Politikos Dimitris V, Fakiris Elias, Davvetas Athanasios, Klampanos Iraklis A, Papatheodorou George
Institute of Marine Biological Resources and Inland, Hellenic Centre for Marine Research, 16452 Argyroupoli, Greece.
Laboratory of Marine Geology and Physical Oceanography, Department of Geology, University of Patras, 26504 Patras, Greece.
Mar Pollut Bull. 2021 Mar;164:111974. doi: 10.1016/j.marpolbul.2021.111974. Epub 2021 Jan 20.
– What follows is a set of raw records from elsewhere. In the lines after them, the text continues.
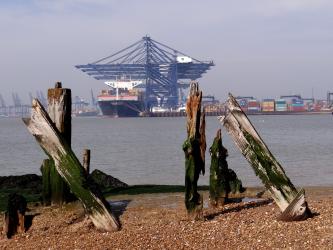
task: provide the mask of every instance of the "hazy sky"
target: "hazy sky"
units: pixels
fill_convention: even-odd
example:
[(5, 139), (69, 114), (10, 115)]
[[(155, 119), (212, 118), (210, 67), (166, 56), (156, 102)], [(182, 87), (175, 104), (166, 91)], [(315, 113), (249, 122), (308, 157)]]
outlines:
[(46, 91), (62, 81), (74, 95), (102, 81), (74, 68), (146, 34), (216, 66), (204, 94), (258, 98), (333, 91), (331, 0), (1, 0), (0, 93)]

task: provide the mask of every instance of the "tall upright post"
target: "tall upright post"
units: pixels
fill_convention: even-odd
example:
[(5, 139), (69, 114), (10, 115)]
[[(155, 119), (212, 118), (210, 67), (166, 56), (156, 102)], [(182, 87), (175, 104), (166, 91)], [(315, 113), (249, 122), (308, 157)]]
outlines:
[[(71, 146), (72, 140), (72, 94), (70, 89), (62, 88), (61, 82), (56, 82), (55, 87), (48, 89), (48, 114), (65, 139)], [(62, 205), (70, 198), (67, 184), (55, 169), (54, 163), (50, 167), (51, 204)]]
[(205, 112), (201, 112), (202, 92), (197, 82), (191, 83), (186, 103), (187, 139), (183, 144), (185, 153), (185, 206), (189, 217), (200, 219), (202, 196), (198, 193), (199, 174), (205, 174)]

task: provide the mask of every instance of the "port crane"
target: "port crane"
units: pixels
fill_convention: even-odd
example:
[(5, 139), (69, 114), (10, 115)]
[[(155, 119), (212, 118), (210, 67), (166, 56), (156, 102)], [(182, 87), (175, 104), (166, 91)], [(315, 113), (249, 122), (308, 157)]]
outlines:
[(75, 67), (97, 80), (117, 81), (124, 76), (141, 80), (148, 111), (159, 100), (166, 107), (180, 106), (181, 90), (212, 66), (213, 61), (200, 61), (145, 36), (110, 56)]

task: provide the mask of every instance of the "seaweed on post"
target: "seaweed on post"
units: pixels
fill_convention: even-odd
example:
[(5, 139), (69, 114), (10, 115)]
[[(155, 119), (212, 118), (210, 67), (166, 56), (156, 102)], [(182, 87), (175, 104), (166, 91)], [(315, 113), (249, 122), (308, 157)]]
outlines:
[(245, 189), (236, 173), (228, 168), (228, 150), (222, 144), (221, 129), (216, 133), (209, 149), (211, 156), (209, 198), (212, 206), (223, 206), (230, 193), (242, 193)]
[[(48, 114), (57, 127), (60, 134), (66, 140), (67, 144), (71, 146), (72, 140), (72, 94), (71, 89), (62, 88), (61, 82), (56, 82), (55, 87), (47, 91), (48, 101)], [(44, 176), (49, 174), (50, 196), (49, 201), (45, 196), (44, 204), (51, 203), (52, 205), (61, 206), (65, 202), (75, 199), (69, 191), (68, 185), (64, 182), (58, 174), (52, 158), (48, 162), (48, 171), (42, 171), (43, 181), (48, 177)], [(46, 184), (43, 184), (46, 186)]]
[(292, 221), (310, 217), (311, 211), (305, 201), (304, 190), (298, 191), (295, 188), (231, 94), (226, 108), (226, 115), (219, 120), (271, 193), (282, 211), (280, 219)]
[(23, 118), (23, 121), (45, 153), (53, 159), (57, 172), (82, 202), (96, 228), (119, 230), (120, 223), (112, 214), (109, 203), (97, 185), (87, 179), (80, 161), (37, 99), (32, 103), (31, 118)]
[(205, 174), (205, 112), (201, 112), (202, 92), (197, 82), (192, 82), (186, 103), (187, 139), (185, 153), (185, 206), (188, 215), (199, 219), (202, 215), (202, 196), (198, 193), (200, 173)]

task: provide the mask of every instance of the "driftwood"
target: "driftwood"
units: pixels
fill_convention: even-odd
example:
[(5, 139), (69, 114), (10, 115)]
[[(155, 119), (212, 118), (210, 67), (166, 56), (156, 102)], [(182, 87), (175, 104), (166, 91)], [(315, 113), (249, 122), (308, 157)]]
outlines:
[(16, 233), (25, 232), (26, 210), (27, 201), (22, 195), (16, 193), (9, 195), (3, 226), (3, 231), (7, 238), (11, 238)]
[(294, 187), (231, 94), (229, 94), (226, 108), (226, 115), (219, 117), (219, 120), (271, 193), (282, 211), (280, 219), (303, 220), (311, 216), (305, 201), (304, 190), (298, 191)]
[(23, 121), (39, 145), (54, 160), (56, 170), (82, 202), (94, 225), (105, 231), (118, 230), (120, 224), (111, 213), (109, 203), (96, 190), (96, 185), (90, 185), (87, 181), (80, 161), (37, 99), (32, 103), (31, 118)]
[(187, 139), (185, 153), (185, 206), (190, 217), (199, 219), (202, 214), (202, 197), (197, 185), (200, 172), (205, 174), (205, 112), (201, 112), (202, 92), (196, 82), (191, 83), (186, 104)]
[(242, 193), (245, 189), (236, 173), (228, 168), (228, 150), (222, 144), (221, 129), (216, 133), (212, 146), (209, 176), (209, 199), (212, 206), (222, 206), (230, 193)]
Aerial and underwater imaging is being widely used for monitoring litter objects found at the sea surface, beaches and seafloor. However, litter monitoring requires a considerable amount of human effort, indicating the need for automatic and cost-effective approaches. Here we present an object detection approach that automatically detects seafloor marine litter in a real-world environment using a Region-based Convolution Neural Network. The neural network is trained on an imagery with 11 manually annotated litter categories and then evaluated on an independent part of the dataset, attaining a mean average precision score of 62%. The presence of other background features in the imagery (e.g., algae, seagrass, scattered boulders) resulted to higher number of predicted litter items compare to the observed ones. The results of the study are encouraging and suggest that deep learning has the potential to become a significant tool for automatically recognizing seafloor litter in surveys, accomplishing continuous and precise litter monitoring.
航空和水下成像技术正被广泛用于监测在海面、海滩和海底发现的垃圾物体。然而,垃圾监测需要大量人力,这表明需要自动且经济高效的方法。在此,我们提出一种目标检测方法,该方法使用基于区域的卷积神经网络在现实环境中自动检测海底海洋垃圾。该神经网络在包含11种人工标注垃圾类别的图像上进行训练,然后在数据集的独立部分上进行评估,平均精度得分达到62%。图像中其他背景特征(如藻类、海草、散落的巨石)的存在导致预测的垃圾物品数量比观察到的更多。该研究结果令人鼓舞,并表明深度学习有潜力成为调查中自动识别海底垃圾的重要工具,实现持续且精确的垃圾监测。